Tuesday, July 8, 2014

CSA Newsletter

Greetings from the Garden. This box has Romaine lettuce, salad greens like beet thins, salad turnips,  green onions, garlic scapes, celery, Chinese cabbage, strawberries and asparagus.


Field Notes.  It is now summer, and Ken is still hard at it.  He is planting fall crops, weeding perennials like strawberries and asparagus, cultivating the annual crops....

... tying up tomatoes and irrigating the greenhouses.


I am picking.  We are at the end of a good sequence of strawberries.  I have also been picking peas.  This year does not look like  a long pea season.  We will see if there is another bloom and fruit set.  Peas like it cool and damp.  There was a bit too much heat and too much rain.  Usually there is a gap between the snap and shell peas, but with the heat you get both at once this season


Snap -edible pod on left, shell on right
From the Kitchen.  We grow two types of peas - snap and shell.  Snap peas are an edible pod and one snaps off the little cap - the blossom end and pulls down to remove a green string.  Then they are ready to eat.

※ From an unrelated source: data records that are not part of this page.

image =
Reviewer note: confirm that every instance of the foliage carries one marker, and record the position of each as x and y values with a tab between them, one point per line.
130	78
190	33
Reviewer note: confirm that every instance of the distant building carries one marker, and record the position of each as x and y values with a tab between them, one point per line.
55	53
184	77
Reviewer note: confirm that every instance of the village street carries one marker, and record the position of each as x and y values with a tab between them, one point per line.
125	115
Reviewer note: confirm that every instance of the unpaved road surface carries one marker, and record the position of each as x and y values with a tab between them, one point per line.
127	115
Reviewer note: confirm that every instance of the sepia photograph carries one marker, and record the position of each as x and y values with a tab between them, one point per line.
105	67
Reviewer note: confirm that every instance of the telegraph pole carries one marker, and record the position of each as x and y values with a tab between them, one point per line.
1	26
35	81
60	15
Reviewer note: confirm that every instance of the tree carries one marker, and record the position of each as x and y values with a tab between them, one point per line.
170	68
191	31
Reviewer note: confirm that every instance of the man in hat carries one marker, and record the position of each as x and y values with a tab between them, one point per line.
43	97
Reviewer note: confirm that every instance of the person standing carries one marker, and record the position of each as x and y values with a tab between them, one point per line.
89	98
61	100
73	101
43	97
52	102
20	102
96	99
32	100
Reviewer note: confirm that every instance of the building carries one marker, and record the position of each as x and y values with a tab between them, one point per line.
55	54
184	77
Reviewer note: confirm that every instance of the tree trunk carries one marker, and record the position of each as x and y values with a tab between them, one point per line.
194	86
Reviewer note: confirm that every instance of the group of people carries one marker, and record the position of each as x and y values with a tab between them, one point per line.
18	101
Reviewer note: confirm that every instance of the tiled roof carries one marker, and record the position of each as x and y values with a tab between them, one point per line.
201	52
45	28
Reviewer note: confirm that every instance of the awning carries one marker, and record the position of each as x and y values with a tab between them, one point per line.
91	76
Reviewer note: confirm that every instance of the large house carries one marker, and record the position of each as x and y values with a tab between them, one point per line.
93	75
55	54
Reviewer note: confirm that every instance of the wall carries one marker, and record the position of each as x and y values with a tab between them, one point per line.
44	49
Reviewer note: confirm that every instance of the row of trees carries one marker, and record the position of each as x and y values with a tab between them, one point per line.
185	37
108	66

Steam for a short time and they will turn bright green - good served alone with butter or cream, in a stir fry with other vegetables, and some people add them to cold green and pasta salads.  Snap peas are slightly sickle shaped.  Shell peas are traditional European peas.  The pods are tough and need to be removed or you will feel like you are eating organic dental floss!  They are more cylindrical in shape.  I often save all the shell pea pods and boil them in soup stocks - great flavor and aroma. 

Salad turnips are another of the "bonus" vegetables - both the greens and roots are delicious.  I cut tops from roots and store separately.  Eat the greens soon for peak nutrition.  I add a bit to salads, braise them with the beet tops and add to soups. I tend to slice and salt the roots for a quick pickle.  They are also tasty in a stir fry or steamed with butter and cream.